It’s probably as a defense, Andrés thought, that Lonstein talks that way, making use of a kind of language that everyone finally ends up understanding, a thing that doesn’t seem to please him too much sometimes. There was a time (we were sharing a cheap room on the Rue de la Tombe-Issoire, it was in the winter of sixty or sixty-one) when he was more explicit, sometimes condescending to say look, any reality that’s worth its salt reaches you through words, leave the rest to apes and geraniums. He would become cynical and reactionary, he said that if this or that weren’t in writing it wouldn’t exist, this newspaper is the world and there isn’t any other, by God, this war exists because the dispatches are here, you write to your old lady because that way you bring her a little life. We didn’t see each other very much afterward, I met Ludmilla, I took some trips and I got tripped up, Francine appeared, in Geneva once I got a postcard from Lonstein and I learned about his work at the medico-legal institute, it was underlined and followed by a swarm of !’s and ?’s, and at the end of one of his sentences: Don’t emplope me too much, haddy; plot me a response, sconce. I sent him a card in return with a view of the squirt on the shores of Lake Leman and made up a message for him with the help of all the signs on an IBM electric; which he must not have liked because four years passed, but that doesn’t matter, what I have to recognize is that this business of words Made in Lonstein was never a game, even though no one could ever tell where it was leading, a defense or an attack, I thought it held Lonstein’s truth in some way, what Lonstein was, small and rather dirty and a Cordovan to the core and self-confessedly a great masturbator and adept of parascientific experiments, fervently Jewish and Latin American, fatally near-sighted, as if anyone could be like Lonstein without
being nearsighted and small, here he is again now, he mooned into my apartment twenty minutes ago without warning, like all South Americans, arriving, of course, with Marcos, who will do anything to avoid saying he’s coming by, fuck their mothers.

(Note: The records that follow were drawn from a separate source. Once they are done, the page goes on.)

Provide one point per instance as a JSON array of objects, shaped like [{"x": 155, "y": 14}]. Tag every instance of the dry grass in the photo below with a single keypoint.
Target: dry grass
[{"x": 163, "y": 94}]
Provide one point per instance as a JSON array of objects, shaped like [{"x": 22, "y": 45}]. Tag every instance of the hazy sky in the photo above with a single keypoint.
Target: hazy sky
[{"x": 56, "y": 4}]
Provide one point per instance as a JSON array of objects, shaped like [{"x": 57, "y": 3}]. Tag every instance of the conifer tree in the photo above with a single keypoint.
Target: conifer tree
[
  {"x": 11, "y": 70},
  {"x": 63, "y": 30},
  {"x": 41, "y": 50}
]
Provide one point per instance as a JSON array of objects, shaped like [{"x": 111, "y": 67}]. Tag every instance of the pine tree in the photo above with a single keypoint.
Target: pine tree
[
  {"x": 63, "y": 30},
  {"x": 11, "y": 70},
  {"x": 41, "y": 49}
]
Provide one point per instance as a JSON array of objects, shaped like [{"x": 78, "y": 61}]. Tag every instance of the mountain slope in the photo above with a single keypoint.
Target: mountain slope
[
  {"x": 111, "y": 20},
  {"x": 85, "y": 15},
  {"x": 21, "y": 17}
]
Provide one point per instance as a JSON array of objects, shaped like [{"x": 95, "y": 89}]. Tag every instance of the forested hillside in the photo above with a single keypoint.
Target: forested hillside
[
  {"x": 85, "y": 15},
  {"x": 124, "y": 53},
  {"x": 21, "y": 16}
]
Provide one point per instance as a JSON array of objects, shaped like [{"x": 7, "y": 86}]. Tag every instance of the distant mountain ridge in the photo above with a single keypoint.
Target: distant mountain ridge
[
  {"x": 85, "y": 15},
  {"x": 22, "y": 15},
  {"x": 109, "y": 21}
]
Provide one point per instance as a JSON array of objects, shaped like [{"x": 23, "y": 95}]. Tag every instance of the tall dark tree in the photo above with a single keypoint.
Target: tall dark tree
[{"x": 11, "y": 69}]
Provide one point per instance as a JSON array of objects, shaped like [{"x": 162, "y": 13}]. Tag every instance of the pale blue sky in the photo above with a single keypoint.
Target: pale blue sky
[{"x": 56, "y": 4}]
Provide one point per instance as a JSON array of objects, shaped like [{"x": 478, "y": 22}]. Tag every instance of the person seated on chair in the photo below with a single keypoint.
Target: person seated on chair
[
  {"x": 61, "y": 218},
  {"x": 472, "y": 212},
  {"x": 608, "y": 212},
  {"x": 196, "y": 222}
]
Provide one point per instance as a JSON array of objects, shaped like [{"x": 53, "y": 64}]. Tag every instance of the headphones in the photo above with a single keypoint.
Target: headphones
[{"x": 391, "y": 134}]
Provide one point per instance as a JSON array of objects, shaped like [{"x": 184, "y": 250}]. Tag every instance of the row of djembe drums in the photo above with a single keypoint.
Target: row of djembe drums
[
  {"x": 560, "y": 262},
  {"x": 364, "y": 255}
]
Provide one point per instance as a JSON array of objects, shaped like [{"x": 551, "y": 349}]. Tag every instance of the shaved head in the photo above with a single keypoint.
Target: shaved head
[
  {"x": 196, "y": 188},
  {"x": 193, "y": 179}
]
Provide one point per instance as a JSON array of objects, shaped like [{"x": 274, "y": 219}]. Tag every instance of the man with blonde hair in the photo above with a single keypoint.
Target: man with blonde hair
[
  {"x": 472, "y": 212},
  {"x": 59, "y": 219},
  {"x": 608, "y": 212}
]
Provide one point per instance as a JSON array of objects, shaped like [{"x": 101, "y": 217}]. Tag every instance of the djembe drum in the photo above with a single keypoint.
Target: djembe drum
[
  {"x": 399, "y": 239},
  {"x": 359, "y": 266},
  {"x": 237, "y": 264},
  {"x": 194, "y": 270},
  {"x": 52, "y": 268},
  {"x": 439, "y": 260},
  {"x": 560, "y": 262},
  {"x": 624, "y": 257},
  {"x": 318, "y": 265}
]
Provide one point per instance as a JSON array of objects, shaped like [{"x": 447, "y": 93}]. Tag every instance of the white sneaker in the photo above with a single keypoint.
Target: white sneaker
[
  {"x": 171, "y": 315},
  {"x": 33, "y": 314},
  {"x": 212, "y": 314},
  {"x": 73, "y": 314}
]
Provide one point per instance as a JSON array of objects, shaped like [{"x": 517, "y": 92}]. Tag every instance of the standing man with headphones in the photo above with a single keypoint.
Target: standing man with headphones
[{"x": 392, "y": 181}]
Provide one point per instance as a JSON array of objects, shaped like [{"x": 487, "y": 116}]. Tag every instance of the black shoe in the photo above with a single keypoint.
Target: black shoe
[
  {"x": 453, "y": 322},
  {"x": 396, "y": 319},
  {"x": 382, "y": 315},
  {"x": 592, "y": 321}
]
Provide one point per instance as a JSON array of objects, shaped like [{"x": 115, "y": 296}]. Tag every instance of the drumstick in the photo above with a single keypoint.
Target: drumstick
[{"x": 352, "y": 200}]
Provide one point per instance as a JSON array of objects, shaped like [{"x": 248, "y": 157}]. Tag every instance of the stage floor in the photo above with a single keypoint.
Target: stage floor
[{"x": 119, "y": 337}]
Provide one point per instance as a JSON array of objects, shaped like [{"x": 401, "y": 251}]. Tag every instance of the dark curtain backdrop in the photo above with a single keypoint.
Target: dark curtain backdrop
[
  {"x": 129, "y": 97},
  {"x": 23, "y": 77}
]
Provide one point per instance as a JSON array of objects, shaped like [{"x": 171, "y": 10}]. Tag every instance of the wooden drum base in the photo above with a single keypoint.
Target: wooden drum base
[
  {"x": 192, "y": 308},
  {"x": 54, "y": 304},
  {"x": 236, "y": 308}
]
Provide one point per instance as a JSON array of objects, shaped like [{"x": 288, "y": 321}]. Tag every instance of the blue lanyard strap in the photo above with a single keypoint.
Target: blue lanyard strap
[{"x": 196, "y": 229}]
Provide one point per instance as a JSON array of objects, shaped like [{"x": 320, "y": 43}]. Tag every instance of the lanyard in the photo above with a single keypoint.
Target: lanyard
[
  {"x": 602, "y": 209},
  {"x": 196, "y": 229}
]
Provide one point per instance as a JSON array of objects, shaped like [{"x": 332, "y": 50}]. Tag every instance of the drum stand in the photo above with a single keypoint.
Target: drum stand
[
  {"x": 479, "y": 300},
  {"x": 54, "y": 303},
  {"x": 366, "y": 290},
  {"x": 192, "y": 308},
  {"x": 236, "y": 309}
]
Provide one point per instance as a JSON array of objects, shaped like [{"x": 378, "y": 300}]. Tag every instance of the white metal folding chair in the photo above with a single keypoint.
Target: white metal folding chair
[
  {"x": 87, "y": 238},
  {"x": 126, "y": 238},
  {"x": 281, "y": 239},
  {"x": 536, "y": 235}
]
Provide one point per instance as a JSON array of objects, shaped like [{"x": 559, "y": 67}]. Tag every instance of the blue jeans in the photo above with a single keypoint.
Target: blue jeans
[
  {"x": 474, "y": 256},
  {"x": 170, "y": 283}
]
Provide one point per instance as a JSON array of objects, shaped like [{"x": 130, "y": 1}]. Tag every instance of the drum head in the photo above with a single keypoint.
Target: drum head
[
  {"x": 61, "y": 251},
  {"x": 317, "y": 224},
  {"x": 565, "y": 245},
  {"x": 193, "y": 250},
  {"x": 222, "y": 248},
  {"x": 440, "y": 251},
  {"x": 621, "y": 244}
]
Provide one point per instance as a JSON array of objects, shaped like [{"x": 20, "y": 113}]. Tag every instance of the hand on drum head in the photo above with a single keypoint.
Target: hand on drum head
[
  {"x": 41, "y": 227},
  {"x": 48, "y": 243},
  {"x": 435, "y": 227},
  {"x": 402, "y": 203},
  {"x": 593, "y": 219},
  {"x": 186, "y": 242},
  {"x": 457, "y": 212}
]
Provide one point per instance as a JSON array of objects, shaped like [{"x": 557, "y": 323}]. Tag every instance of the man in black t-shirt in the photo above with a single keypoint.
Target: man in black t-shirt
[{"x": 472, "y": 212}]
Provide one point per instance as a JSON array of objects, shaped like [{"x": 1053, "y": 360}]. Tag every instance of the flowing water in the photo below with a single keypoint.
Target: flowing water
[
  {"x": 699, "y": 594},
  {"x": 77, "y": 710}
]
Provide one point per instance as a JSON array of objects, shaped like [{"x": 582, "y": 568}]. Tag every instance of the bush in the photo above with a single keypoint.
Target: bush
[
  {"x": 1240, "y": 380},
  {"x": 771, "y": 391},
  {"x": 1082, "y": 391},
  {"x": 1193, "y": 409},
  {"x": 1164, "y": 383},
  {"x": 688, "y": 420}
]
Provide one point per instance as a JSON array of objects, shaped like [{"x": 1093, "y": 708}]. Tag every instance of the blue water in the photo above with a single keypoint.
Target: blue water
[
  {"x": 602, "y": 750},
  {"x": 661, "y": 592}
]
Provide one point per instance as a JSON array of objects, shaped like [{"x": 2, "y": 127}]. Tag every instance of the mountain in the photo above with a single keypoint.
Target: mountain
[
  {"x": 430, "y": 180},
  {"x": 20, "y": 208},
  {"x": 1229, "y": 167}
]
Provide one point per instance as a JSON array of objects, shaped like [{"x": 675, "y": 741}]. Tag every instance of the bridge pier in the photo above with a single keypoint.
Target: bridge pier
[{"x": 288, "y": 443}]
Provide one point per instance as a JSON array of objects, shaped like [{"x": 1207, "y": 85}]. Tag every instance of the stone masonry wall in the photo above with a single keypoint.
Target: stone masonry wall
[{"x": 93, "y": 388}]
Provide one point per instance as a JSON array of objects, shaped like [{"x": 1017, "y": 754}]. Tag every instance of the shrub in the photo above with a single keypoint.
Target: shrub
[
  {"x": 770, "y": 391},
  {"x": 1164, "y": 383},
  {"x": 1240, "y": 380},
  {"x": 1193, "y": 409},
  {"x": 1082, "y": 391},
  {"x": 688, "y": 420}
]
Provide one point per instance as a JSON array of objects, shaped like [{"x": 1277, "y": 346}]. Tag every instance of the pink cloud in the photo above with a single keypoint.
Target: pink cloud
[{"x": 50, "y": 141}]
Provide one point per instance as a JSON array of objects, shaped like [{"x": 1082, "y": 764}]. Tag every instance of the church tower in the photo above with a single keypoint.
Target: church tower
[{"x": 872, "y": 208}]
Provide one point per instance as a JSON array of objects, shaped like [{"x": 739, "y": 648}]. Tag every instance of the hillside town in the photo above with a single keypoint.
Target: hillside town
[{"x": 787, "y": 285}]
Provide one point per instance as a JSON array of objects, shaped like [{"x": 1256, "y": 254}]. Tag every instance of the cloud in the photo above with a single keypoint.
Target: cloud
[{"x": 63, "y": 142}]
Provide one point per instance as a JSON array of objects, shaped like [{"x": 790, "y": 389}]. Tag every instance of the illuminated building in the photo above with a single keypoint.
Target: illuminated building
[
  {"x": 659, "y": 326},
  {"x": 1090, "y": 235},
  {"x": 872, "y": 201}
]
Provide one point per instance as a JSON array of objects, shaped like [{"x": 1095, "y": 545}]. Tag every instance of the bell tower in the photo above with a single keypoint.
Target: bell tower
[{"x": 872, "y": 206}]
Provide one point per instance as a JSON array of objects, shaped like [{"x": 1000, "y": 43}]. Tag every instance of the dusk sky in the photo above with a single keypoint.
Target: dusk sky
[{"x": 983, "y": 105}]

These guys have come at a bad time, they’ve caught me right in the middle of a weaning mess, because ever since ten o’clock at night and it’s twelve o’clock now (a very natural time so that Lonstein and Marcos, of course) I’ve been kicking at everything around me, trying to decide once and for all whether it’s the right moment to put the record with Prozession back on or whether I should write a couple of lines answering the Venezuelan poet who sent me a book where everything seems to be underlined or to have been read before, polished words, just like an office master key, patented metaphors and metonymies, such good intentions, such obvious results, bad poetry, purportedly revolutionary, but if only that were all there was to it, Stockhausen or the Venezuelan, the bad part is that matter of bridges, which has my time all tied down, all that trouble with Francine and Ludmilla, but most of all this confusion for which the bridges are to blame that comes along to bother me at a time in the order of things when other people would send it straight to hell, that urge not to give in an inch (why the commonplace of an inch when we are metric decimal system? Traps, traps on every line, the little rabbi is right, reality comes to you through words, so my reality is falser than that of an Asturian priest; plot me a response, sconce), not to give in a single centimeter, which doesn’t fix things up much even though we’re being faithful to the metric system, and at the same time to know that I am commingling, contributing, compensating, commiserating, but in no way consenting, and that’s where the confusion starts and, why not say so, fear, this has never happened to me, things would come to me and I would manipulate them and turn them around and boomerang them without coming out of my shell until one of those times precisely when I could feel myself more enshelled than ever, it’s not only confusion that fills your ashtray with bitter butts, it’s everything, loves, dreams, the taste of coffee,
the subway, paintings, and political meetings start to twist, to mingle, they become all tangled up among themselves, Ludmilla’s little ass is the speech by Pierre Gonnard at the Mutualité, unless the speech is that little ass that I don’t wish to recall now, and, to top it off, Lonstein and Marcos at this moment, fuck it all.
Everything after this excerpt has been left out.